When Jewish neoconservatives burst upon the political scene, many people were surprised. Conventional wisdom held that Jews were uniformly liberal. This book explodes the myth of a monolithic liberal Judaism. Michael Staub tells the story of the many fierce battles that raged in postwar America over what the authentically Jewish position ought to be on issues ranging from desegregation to Zionism, from Vietnam to gender relations, sexuality, and family life. Throughout the three decades after 1945, Michael Staub shows, American Jews debated the ways in which the political commitments of Jewish individuals and groups could or should be shaped by their Jewishness. Staub shows that, contrary to conventional wisdom, the liberal position was never the obvious winner in the contest.
By the late 1960s left-wing Jews were often accused by their conservative counterparts of self-hatred or of being inadequately or improperly Jewish. They, in turn, insisted that right-wing Jews were deaf to the moral imperatives of both the Jewish prophetic tradition and Jewish historical experience, which obliged Jews to pursue social justice for the oppressed and the marginalized. Such declamations characterized disputes over a variety of American anticommunism, activism on behalf of African American civil rights, imperatives of Jewish survival, Israel and Israeli-Palestinian relations, the 1960s counterculture, including the women's and gay and lesbian liberation movements, and the renaissance of Jewish ethnic pride and religious observance. Spanning these controversies, Staub presents not only a revelatory and clear-eyed prehistory of contemporary Jewish neoconservatism but also an important corrective to investigations of "identity politics" that have focused on interethnic contacts and conflicts while neglecting intraethnic ones.
Revising standard assumptions about the timing of Holocaust awareness in postwar America, Staub charts how central arguments over the Holocaust's purported lessons were to intra-Jewish political conflict already in the first two decades after World War II. Revisiting forgotten artifacts of the postwar years, such as Jewish marriage manuals, satiric radical Zionist cartoons, and the 1970s sitcom about an intermarried couple entitled Bridget Loves Bernie , and incidents such as the firing of a Columbia University rabbi for supporting anti-Vietnam war protesters and the efforts of the Miami Beach Hotel Owners Association to cancel an African Methodist Episcopal Church convention, Torn at the Roots sheds new light on an era we thought we knew well.
A profound exploration of American, Jewish activism and ideology in the mid 20th century.
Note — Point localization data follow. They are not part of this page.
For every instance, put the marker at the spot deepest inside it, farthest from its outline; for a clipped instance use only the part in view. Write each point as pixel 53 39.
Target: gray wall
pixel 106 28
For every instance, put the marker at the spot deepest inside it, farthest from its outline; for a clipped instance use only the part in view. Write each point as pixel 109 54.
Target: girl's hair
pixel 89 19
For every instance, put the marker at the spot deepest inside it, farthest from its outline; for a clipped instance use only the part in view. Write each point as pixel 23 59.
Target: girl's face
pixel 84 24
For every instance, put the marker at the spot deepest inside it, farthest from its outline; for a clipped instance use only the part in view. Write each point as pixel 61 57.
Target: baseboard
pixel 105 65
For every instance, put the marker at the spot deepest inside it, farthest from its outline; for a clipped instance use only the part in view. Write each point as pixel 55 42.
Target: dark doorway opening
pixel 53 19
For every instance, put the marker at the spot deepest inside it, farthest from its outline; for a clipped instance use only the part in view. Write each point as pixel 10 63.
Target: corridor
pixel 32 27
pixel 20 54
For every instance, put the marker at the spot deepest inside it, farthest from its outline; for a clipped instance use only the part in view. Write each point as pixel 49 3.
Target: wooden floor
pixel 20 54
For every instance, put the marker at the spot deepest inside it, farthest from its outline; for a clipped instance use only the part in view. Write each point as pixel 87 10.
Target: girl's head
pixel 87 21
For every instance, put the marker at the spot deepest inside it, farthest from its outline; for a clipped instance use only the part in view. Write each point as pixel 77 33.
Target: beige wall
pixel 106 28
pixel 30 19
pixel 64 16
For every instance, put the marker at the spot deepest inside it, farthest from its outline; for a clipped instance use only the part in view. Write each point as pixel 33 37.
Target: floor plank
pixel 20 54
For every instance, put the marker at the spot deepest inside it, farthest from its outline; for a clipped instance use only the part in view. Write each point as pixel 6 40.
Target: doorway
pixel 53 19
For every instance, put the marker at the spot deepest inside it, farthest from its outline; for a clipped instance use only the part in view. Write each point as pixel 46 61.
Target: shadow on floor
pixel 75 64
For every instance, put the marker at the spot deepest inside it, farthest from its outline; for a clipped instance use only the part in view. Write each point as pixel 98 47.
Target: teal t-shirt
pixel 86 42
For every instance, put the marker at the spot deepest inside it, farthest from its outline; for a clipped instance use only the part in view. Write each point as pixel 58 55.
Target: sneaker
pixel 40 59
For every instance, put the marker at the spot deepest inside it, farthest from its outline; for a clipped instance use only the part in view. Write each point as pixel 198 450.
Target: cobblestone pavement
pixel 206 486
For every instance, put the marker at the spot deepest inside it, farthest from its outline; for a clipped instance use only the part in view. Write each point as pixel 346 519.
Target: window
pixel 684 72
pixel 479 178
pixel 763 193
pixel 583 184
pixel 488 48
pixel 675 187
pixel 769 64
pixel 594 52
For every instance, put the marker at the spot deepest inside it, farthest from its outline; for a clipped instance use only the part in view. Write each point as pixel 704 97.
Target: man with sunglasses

Staub is balanced and compassionate in his analysis of the deep rifts within the community as American Jews responded to the Civil Rights Movement, the Feminist Movement, the Vietnam war; balanced universalism and particularism; and reconciled with their newfound power in a national that allowed them to participate in the labor force, own property, and vote. As a young millennial, I appreciate this book because it helps me understand the origin of conflicts that still persist to this day. This book is a love letter to the Jewish community, especially those members who dare to take a stance on political issues and defend it.
This book fits so squarely within my intellectual interests it's silly. Like I've mentioned before, I think I'm a bit more demanding on academic books. I'm really looking for a solid, cohesive argument, and "Torns at the Roots" didn't 100% get there.
BUT: It was engagingly written for an academic book (the worst I could say is that the word "ambivalent" appeared here about 40 too many times) and Staub covers all sorts of different, interesting topics in a logical way. You can clearly see how arguments over civil rights moved into ones over Vietnam moved into ones over women's lib, etc etc. It's an intellectual history, so this is basically a summary of back-and-forth arguments. He said/she said stuff. But, to me at least, it was fascinating, and I really appreciated all the nuance re: what Jewishness means. That nuance is definitely something I'm hungry for in my personal life, so I really enjoyed the read overall.